После долгой речи прокурора обвинения, который через каждое слово говорит об ужасе моего поступка, наступает очередь защиты. Мой адвокат — пожилая женщина, которая после каждого слова запинается. Даже я, совершенно далекая от закона, понимаю, что она несет чушь. Да уж, предоставить мне капитолийского адвоката - все равно что поставить волка караулить овцу. В определенный момент подходит очередь свидетелей. Первым вызывают Брута. В течение десяти минут он в красках рассказывает о том, какая я, на самом деле, замечательная. Даже каверзные вопросы обвинения не способны его сбить. Я легко улыбаюсь: это напомнило мне интервью с Цезарем Фликерманом. Он, к слову, тоже здесь, ждет не дождется подробностей. Энобария выставляет меня настоящим профессионалом своего дела. Смотрю на присяжных: они озадачены. Прокурор тоже заметил эту перемену.

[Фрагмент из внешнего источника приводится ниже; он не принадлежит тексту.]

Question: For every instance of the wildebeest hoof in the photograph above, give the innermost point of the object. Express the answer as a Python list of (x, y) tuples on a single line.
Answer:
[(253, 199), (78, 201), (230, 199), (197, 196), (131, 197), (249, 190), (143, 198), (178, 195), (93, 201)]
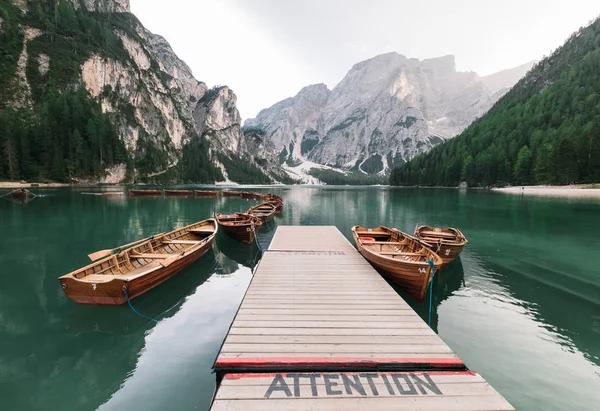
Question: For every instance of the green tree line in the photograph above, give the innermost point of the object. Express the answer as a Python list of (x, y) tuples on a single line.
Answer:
[(68, 137), (331, 177), (546, 130)]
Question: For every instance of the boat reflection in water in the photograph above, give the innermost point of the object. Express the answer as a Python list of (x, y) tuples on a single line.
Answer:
[(159, 303), (445, 285), (243, 254)]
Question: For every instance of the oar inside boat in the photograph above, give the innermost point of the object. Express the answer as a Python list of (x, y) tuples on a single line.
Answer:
[(105, 253), (398, 256)]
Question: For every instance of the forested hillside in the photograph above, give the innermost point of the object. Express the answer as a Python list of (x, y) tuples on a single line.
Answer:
[(83, 92), (55, 135), (546, 130)]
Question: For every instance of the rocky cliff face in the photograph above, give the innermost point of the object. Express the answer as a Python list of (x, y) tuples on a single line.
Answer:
[(150, 95), (385, 111)]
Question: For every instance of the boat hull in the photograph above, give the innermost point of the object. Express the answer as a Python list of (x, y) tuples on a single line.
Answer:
[(201, 193), (144, 193), (243, 233), (19, 195), (178, 193), (448, 242), (406, 276), (447, 252), (112, 292), (231, 194)]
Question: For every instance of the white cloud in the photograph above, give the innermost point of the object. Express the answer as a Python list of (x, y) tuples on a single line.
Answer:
[(267, 50)]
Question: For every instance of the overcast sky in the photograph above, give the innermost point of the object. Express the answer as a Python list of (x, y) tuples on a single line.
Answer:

— Все это прекрасно, но как быть с реальными угрозами подсудимой? Мне известно, что Мирта Дагер в открытую угрожала смертью одной из жительниц Капитолия, которая сейчас находится в этом зале. Встаньте, пожалуйста.
С места встает Грейс Гламур.
— Да, совершенно верно. В день нашей встречи, подсудимая нанесла мне увечья, а также поклялась убить при следующей встрече.
— Это правда, мисс Дагер? — спрашивает судья.
Вот мерзавка! Я скрежещу зубами от злости, руки сжимаются в кулаки. Собираюсь грубо ответить, но тут замечаю взгляд Брута. Он едва заметно мотает головой. Опускаю голову.